Kicking off with the box contents, Thrustmaster have included a plethora of connectivity straight out of the box. They really have covered all bases with Component, USB and 3.5mm connectivity. They have also included an in-line controller so you can alter the sound to your own preferences. This would be fine, if it could be used with the 3.5mm jack. As it is, if you’re using the headset adapter on an Xbox One controller, stick the 4+metre cabling back in the box as you won’t be using it.


The Y-300CPX boasts 50mm drivers to deliver quite fantastic sound quality which, even when being used with the 3.5mm jack is simply amazing for the cost. The audio I experienced while reviewing Plants Vs Zombies: Garden Warfare 2 was simply brilliant. From the various projectile firing sounds to the almost metallic bouncing of the bullet casings, each sound was picked up and picked out excellently. The double electro-acoustic bass amplifier provides a deep, heavy sound and is powered by one of Thrustmaster’s stable-mates, Hercules, who specialise in PC hardware.

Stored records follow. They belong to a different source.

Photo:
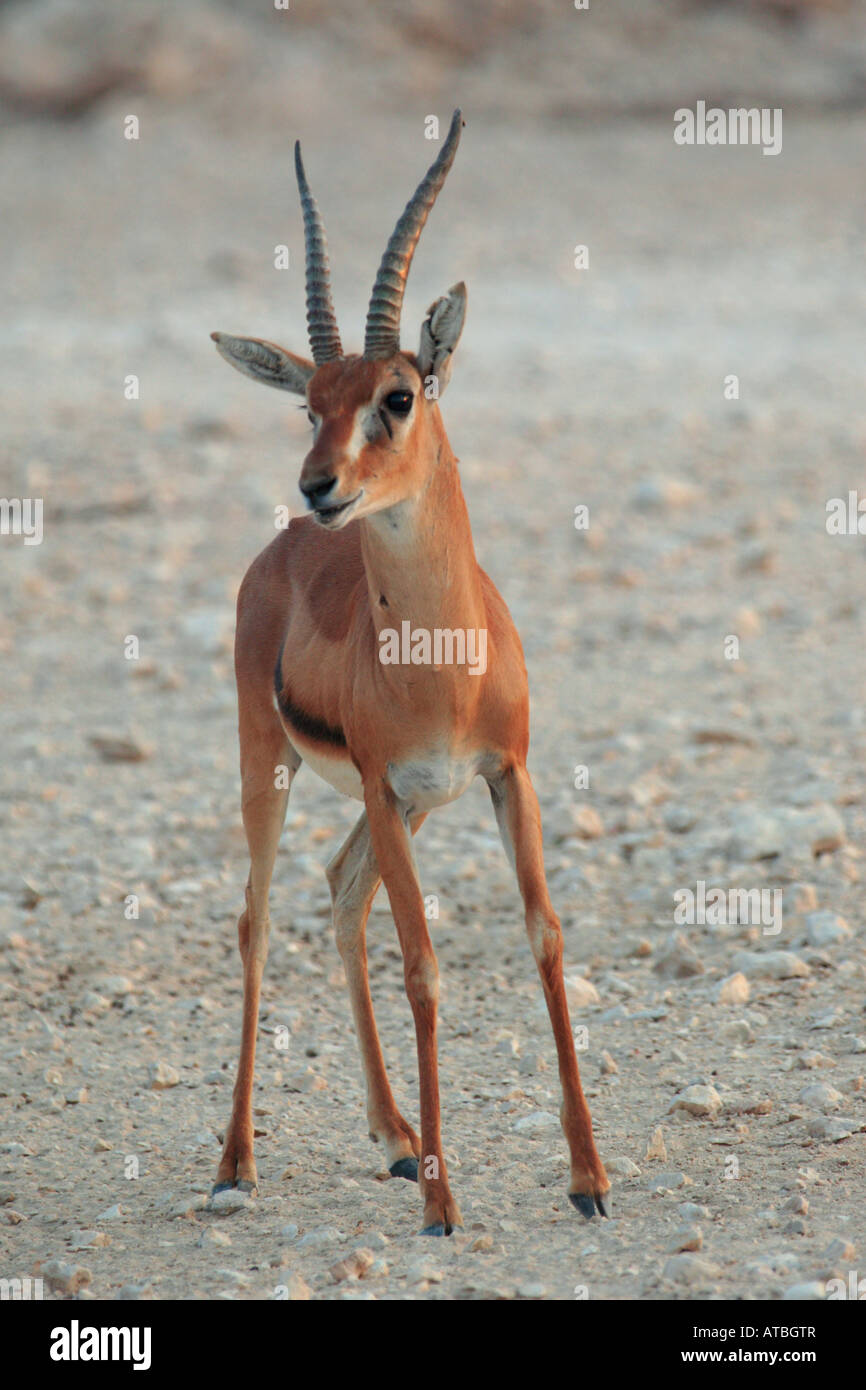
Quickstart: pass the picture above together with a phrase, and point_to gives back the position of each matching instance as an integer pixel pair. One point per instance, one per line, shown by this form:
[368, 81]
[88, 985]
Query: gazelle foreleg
[353, 877]
[519, 819]
[392, 847]
[263, 748]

As with so many other headsets that are or have come out recently, the Y-300CPX features a removable microphone stalk. Such a key component of a gaming headset should be able to deliver clear, accurate audio with an absence of background noise. In this respect, as with the sound delivery, the Y-300CPX does not disappoint. The unidirectional mic, as mentioned, can be detached so you can simply use the headset as high-quality headphones.

The overall design of the headset lends itself to comfort. The Y-shaped headband and cup-supports provide pressure in the right areas to keep the headset steady and comfortable. There isn’t so much pressure from the headband that you feel the need to pop them off to give your ears some respite. They sit very lightly on the head too, even if initially they feel a little ungainly. There was a lot of gap between the band and my head when worn, but it’s just aesthetic, right?

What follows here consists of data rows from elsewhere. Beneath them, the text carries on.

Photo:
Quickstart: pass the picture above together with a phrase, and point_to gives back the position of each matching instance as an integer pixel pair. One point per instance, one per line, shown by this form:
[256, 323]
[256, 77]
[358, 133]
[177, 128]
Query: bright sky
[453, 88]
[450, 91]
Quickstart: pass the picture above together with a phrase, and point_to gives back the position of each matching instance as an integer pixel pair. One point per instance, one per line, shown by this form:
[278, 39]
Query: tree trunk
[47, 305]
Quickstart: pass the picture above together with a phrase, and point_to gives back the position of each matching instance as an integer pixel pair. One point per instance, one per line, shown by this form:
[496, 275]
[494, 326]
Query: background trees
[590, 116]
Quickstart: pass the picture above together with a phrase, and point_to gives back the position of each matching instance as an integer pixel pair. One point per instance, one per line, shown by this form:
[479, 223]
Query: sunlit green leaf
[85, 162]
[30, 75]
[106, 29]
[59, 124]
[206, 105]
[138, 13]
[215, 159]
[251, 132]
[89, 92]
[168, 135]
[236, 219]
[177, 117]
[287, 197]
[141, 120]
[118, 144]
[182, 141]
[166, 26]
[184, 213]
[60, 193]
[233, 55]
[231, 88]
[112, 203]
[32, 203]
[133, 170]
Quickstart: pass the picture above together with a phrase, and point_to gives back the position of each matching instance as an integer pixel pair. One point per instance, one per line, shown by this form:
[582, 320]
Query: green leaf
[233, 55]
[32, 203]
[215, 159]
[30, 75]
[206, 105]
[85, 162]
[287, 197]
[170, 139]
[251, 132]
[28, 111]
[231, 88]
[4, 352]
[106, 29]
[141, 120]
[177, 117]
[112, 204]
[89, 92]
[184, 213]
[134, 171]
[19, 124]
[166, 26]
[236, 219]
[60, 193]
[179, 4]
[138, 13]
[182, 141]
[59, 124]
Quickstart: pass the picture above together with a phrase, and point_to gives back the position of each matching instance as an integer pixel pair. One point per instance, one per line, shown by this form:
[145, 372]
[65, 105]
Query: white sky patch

The ear cups aren’t too tight to the ears and the cushioning is nice and deep, the sort of cushioning you’d like to feel yourself sinking into at the end of a long day. There did seem to be a little sound leakage into the ear-cups, which if truth be told was nothing more than muffled noise, but when that muffled noise is your wife trying to get your attention, I suppose it’s better to be able to hear something rather than nothing at all.

Initially, I was slightly disappointed with the quality of the Y-300CPX. It’s mainly constructed of white ABS-feel plastic and there are a couple of sharp edges on the outside of the headband. The band does expand, to fit, exposing the metal skeleton of the unit. This in itself doesn’t make the unit poor, but some curved edging or design forethought could avoid the stiff ratcheting of the expansion area trapping fingers when being adjusted for smaller heads. The overall quality of the unit is good, however, with some nice design detailing on the band and cup supports.

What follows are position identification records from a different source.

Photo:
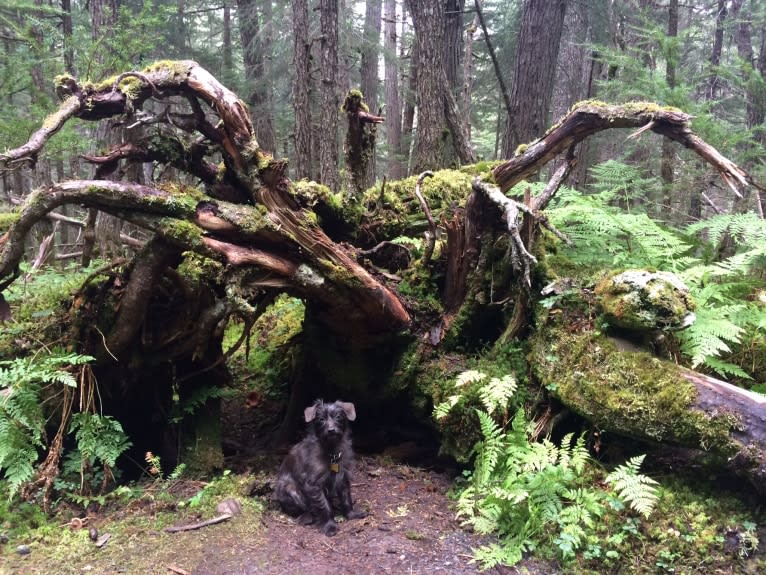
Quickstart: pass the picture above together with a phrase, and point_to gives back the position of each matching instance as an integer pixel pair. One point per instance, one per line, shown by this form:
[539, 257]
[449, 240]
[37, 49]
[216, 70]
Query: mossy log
[632, 393]
[246, 232]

Thrustmaster have played well in updating the look and feel of their Y-series headset. The connectivity options make it a good all-rounder for PC gamers, console gamers and headphone lovers everywhere. While the build-quality might initially seem on the cheaper side, it soon becomes clear that the design is optimised for crystal clear and powerful sound and accurately picking up voice with little background noise. The in-line controls are a great addition to those who need that little bit extra configuration and while it might lack the presets and options of the more expensive kit, at an entry price of £39.99, you really cannot go far wrong if you’re in the market for a reasonably-priced, good quality headset.